Modern hypermarkets vs. traditional markets
Patrick Guntensperger, Jakarta
The emergence of a powerful force in retailing has caused some very reasonable concern among residents and merchants throughout the world and here in Jakarta. Wherever competition in the retail marketplace exists, bulk stores, no-frill stores, warehouse or factory outlets and hypermarkets have started to proliferate. There is a certain irony in these retailers being the product of a competitive market since their business strategy and ultimate goal is to eliminate competition.
Originally tolerated if not welcomed by the public these mega- stores brought low prices and bulk purchasing to the budget conscious consumer. The idea was that these large retailers would open stores that could stock huge inventories and sell at a discount because of their purchasing power.
By buying enormous supplies of their inventory at once and from a sharply limited number of suppliers, they were able to get extraordinarily low prices. This reduced overhead allows them to undercut their competition.
Buyers had little choice but to go along with the trend. If a name brand item is ten percent cheaper in one store than elsewhere, it would be irresponsible of a family on a budget not to shop there. The first thing that a shopper notices at the big- basket stores is an ostentatious attempt to imitate the ambience of a warehouse rather than a retail outlet or traditional market. That, of course is a deliberate effect.
The idea is to leave the shopper with the impression that the ordeal they have to endure to buy fifty kilos of rice, a carton of noodles and ten tubes of toothpaste is justified because of the enormous savings they'll encounter.
But the next thing they'll notice is a distinct lack of choice among the products. Yes, it's true that you can buy, say, a tea kettle for less than you expected. But you'd better not be choosy. There might be as many as two different types in two different colors.
Of course that's part of the deal. They get discounts from the manufacturers because they make certain manufacturers their exclusive suppliers. And signing an exclusive deal with the big guys can mean the difference between life and death for a manufacturer.
As a result a lot of smaller manufacturers of lesser known brands go out of business. So a few cooperative suppliers -- usually the bigger brands -- gain an enormously wealthy customer, families change their shopping habits to accommodate the inconvenience imposed by the hypermarkets and, at first, anyway, save substantially.
Let's think about the overall effect of this shift in buying habits as it will affect the unique Indonesian culture and lifestyle. If the big stores are successful (and if the city officials issue the permits, they assuredly will be), the first casualty will be the downtown core.
The big stores locate themselves on the outskirts of the city where the vast tracts of land they need are still available so the purchasers travel to the suburbs and beyond for their supplies.

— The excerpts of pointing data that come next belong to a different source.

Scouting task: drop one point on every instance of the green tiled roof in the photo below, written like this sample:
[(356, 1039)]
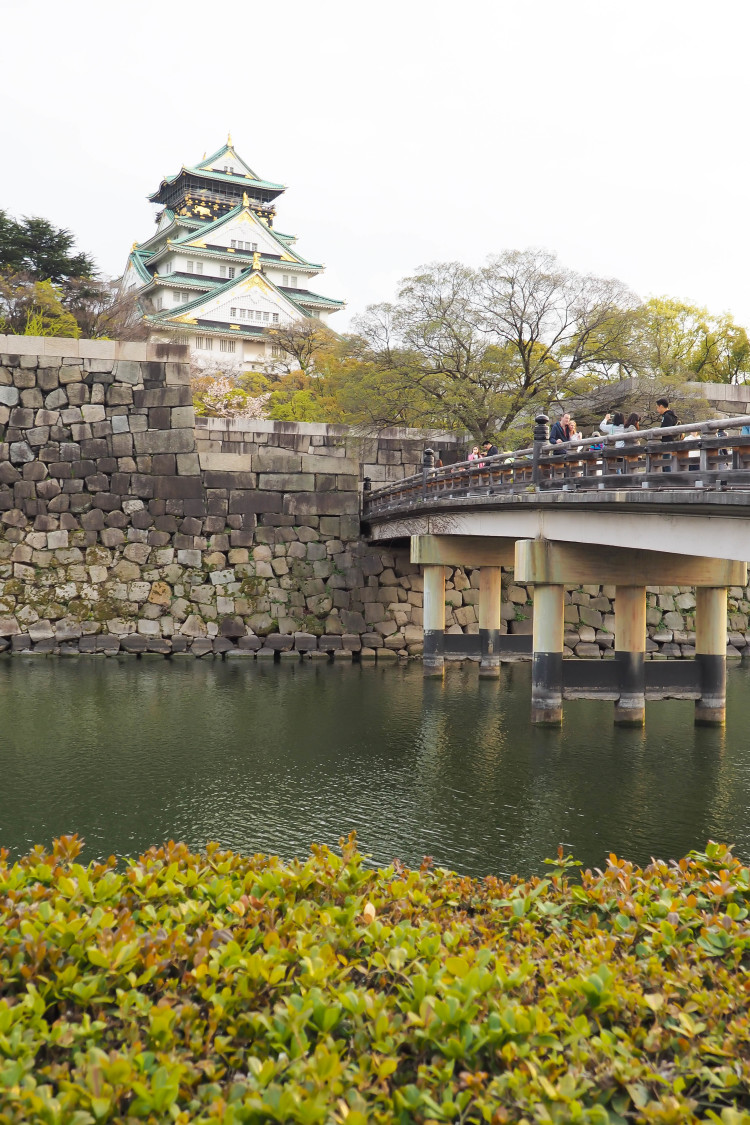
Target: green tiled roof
[(305, 297), (216, 223)]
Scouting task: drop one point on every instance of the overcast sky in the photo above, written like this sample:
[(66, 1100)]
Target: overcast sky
[(614, 134)]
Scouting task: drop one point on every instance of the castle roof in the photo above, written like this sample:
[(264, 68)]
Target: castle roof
[(208, 170)]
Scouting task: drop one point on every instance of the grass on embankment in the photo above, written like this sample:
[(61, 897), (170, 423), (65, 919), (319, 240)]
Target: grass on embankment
[(218, 988)]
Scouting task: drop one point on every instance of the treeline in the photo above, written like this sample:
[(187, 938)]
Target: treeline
[(484, 349), (50, 289)]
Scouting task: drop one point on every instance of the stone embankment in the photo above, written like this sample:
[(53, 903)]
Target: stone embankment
[(127, 525)]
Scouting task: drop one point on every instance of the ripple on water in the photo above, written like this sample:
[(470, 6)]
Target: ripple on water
[(270, 758)]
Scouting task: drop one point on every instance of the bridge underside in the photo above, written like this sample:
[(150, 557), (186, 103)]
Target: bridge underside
[(715, 525)]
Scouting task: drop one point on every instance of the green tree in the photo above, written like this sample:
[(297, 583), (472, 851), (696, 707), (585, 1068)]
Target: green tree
[(683, 341), (34, 308), (36, 248)]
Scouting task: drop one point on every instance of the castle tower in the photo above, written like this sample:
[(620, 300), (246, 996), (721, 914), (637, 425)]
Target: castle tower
[(216, 275)]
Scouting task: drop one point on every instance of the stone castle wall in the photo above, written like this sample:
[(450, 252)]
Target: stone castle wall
[(129, 525)]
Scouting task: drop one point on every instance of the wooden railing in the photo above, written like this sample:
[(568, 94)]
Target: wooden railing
[(710, 456)]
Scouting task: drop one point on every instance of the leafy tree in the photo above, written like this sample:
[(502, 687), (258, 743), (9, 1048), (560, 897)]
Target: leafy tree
[(44, 252), (34, 308), (303, 341), (685, 341)]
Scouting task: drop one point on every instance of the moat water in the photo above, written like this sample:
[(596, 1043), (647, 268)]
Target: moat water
[(273, 757)]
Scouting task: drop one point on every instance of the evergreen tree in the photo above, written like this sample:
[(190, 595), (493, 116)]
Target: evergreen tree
[(42, 251)]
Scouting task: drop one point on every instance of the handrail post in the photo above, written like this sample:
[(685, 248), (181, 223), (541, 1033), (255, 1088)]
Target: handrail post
[(541, 438), (427, 465)]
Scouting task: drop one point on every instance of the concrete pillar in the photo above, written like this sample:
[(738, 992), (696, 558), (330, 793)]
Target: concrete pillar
[(711, 654), (489, 620), (434, 620), (547, 667), (630, 654)]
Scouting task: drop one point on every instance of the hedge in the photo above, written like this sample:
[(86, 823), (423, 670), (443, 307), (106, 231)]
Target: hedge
[(219, 989)]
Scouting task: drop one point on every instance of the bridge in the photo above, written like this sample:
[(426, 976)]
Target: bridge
[(632, 510)]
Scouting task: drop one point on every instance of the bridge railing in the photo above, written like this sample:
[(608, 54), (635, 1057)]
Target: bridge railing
[(706, 455)]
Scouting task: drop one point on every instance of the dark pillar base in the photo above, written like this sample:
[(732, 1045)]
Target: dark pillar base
[(489, 665), (547, 690), (630, 709), (708, 716), (630, 713), (711, 709), (433, 663)]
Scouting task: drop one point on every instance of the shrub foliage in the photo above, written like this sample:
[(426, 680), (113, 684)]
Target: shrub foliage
[(219, 989)]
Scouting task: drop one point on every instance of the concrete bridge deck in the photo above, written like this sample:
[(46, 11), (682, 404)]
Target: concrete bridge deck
[(629, 511)]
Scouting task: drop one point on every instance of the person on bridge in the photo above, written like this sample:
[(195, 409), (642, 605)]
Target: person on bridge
[(560, 431), (668, 417), (616, 425)]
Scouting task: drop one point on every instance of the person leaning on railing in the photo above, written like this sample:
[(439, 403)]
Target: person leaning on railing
[(668, 419)]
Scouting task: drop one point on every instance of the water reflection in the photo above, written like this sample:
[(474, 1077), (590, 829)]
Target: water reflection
[(267, 757)]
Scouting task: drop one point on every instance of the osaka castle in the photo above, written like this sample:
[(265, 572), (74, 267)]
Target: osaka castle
[(216, 273)]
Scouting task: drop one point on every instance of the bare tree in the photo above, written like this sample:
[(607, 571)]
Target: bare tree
[(477, 348)]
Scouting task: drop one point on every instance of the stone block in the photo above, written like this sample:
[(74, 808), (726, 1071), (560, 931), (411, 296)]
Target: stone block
[(174, 487), (189, 557), (164, 441), (674, 620), (127, 371), (590, 617), (246, 501), (69, 375), (20, 451), (276, 460), (287, 482), (222, 577), (306, 504), (92, 413), (9, 396), (193, 627)]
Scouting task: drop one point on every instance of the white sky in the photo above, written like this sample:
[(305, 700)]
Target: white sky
[(613, 133)]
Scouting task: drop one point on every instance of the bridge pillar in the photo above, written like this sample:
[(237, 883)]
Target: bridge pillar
[(489, 620), (434, 620), (630, 654), (547, 667), (711, 654)]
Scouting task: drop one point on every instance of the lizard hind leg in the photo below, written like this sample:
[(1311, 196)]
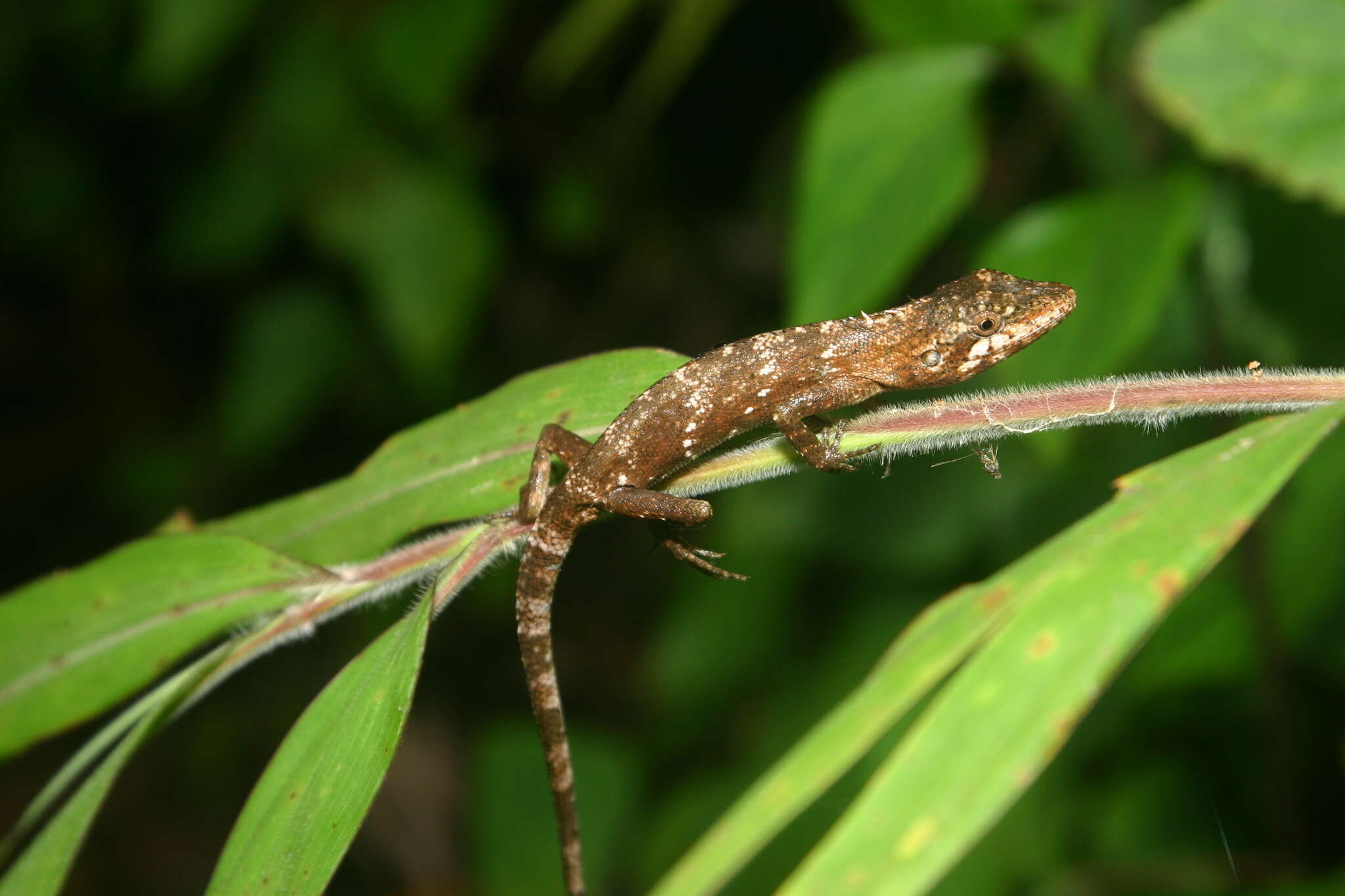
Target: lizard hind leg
[(667, 513)]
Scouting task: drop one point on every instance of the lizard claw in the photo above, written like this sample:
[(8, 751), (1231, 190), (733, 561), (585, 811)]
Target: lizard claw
[(835, 459), (699, 559)]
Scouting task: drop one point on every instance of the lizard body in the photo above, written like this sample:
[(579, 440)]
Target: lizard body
[(780, 378)]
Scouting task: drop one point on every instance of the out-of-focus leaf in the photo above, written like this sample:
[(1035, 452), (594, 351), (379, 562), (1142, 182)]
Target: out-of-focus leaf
[(307, 114), (74, 643), (284, 359), (225, 214), (1259, 82), (304, 812), (583, 28), (1086, 601), (460, 464), (1064, 45), (904, 23), (179, 41), (889, 156), (1121, 249), (422, 50), (682, 38), (513, 822), (427, 247), (569, 211), (1069, 616)]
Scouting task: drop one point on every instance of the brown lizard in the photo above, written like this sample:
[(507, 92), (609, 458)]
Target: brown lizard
[(780, 378)]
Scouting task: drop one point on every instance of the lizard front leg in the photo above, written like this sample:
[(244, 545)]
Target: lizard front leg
[(558, 441), (837, 391), (665, 512)]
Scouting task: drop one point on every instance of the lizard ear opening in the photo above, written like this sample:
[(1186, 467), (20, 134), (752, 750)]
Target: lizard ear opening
[(988, 324)]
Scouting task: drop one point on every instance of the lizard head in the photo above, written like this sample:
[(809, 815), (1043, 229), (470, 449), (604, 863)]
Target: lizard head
[(974, 323)]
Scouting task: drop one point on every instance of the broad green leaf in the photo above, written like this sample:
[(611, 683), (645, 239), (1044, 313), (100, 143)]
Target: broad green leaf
[(904, 23), (889, 156), (460, 464), (1121, 249), (304, 812), (1258, 82), (182, 39), (426, 245), (1086, 602), (1164, 508), (45, 864), (73, 643)]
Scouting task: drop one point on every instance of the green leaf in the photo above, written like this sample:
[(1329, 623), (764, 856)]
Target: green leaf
[(304, 812), (904, 23), (889, 156), (73, 643), (427, 247), (45, 864), (577, 35), (1121, 249), (1097, 589), (458, 465), (284, 359), (1259, 82), (423, 50), (1064, 45), (183, 39), (1086, 602)]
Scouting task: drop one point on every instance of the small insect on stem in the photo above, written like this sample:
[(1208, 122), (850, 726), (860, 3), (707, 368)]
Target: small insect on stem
[(989, 459)]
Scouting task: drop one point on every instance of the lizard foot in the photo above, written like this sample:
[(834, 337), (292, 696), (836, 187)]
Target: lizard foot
[(699, 558), (834, 458)]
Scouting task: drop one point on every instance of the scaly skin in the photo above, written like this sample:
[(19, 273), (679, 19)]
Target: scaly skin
[(782, 378)]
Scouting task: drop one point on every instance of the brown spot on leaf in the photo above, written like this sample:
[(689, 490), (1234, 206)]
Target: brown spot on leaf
[(1169, 584), (1043, 645), (994, 598), (1126, 522)]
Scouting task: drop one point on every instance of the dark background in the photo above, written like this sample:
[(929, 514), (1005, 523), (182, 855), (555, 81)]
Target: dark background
[(242, 244)]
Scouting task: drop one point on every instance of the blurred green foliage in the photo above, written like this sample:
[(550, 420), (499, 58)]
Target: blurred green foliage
[(244, 242)]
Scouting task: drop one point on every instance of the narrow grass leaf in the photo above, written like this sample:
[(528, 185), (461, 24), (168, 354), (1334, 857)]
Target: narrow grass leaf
[(73, 643), (931, 647), (304, 812), (1086, 601), (43, 867)]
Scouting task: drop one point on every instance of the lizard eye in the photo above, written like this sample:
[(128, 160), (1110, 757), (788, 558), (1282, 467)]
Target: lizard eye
[(988, 324)]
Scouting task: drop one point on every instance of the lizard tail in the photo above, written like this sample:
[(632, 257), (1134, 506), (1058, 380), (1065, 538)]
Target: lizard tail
[(539, 568)]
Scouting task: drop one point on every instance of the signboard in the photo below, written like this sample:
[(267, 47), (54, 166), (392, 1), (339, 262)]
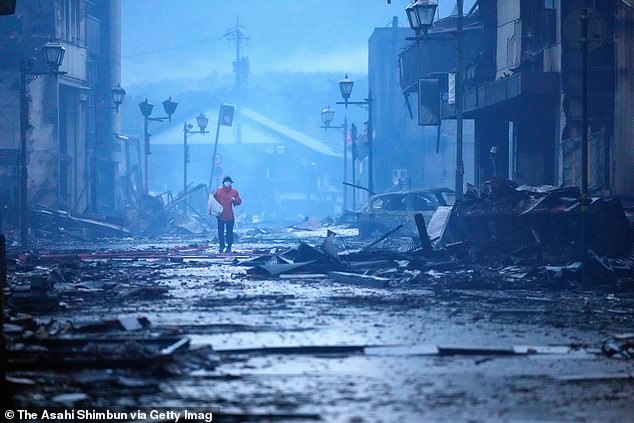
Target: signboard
[(571, 28), (428, 102), (225, 116)]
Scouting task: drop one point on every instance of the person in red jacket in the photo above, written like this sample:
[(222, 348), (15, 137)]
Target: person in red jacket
[(227, 197)]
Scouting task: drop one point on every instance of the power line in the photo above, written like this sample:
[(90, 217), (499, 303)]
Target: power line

And since they buy in bulk, they don't have to make their daily purchases any more; that destroys the livelihoods of the warungs and other small neighborhood outlets that need daily purchases to survive.
Wet markets lose their daily purchasing customers to the savings-oriented large-quantity purchasers.
Beyond the immediate effect upon the owners of soon-to-be- bankrupt family companies, this death of those small businesses is particularly hard on the poor of the downtown core; they don't own the car that they need to get to the monster store or to bring home the bulk purchases. It wouldn't matter anyway; they don't have the money that it takes to buy the huge volumes necessary to experience those tempting savings.
They have fewer and fewer places to buy the necessities, because the traditional markets are either closing or having to raise prices out of their reach. As the downtown core dies, urban decay sets in.
An Indonesian scenario would be a radical stratification of the economic classes. The middle class, as it begins to grow, would rapidly become isolated from the urban poor. The middle class in Indonesia is miniscule but growing. In fact, it is growing significantly enough to support the proliferation of the monster stores.
As the new middle class emigrates to the suburbs, the poor would populate the urban centers in ever increasingly squalid conditions. The mingling of the social and economic classes that typifies the conditions in the traditional markets will be gone. The poor will be relegated to the few, small markets that pop up then disappear quickly, while the better-off load up their Kijangs once a month at the superstores.
This effect will likely be gradual. The effect will only occur as quickly as the growth of the middle class and the speed with which the stores are built to supply their demands. But as long as we fail to exercise foresight and allow the unrestrained growth of these enormous stores, it will be inexorable.
While the growth of the middle class is something to be desired and encouraged as a sign that Indonesia is approaching economic maturity, thought and planning must be exercised if that prosperity is not to be more of a cure than a blessing. Because along with the benefits, there will be casualties. So, ladies and gentlemen... the Wal-Mart Effect.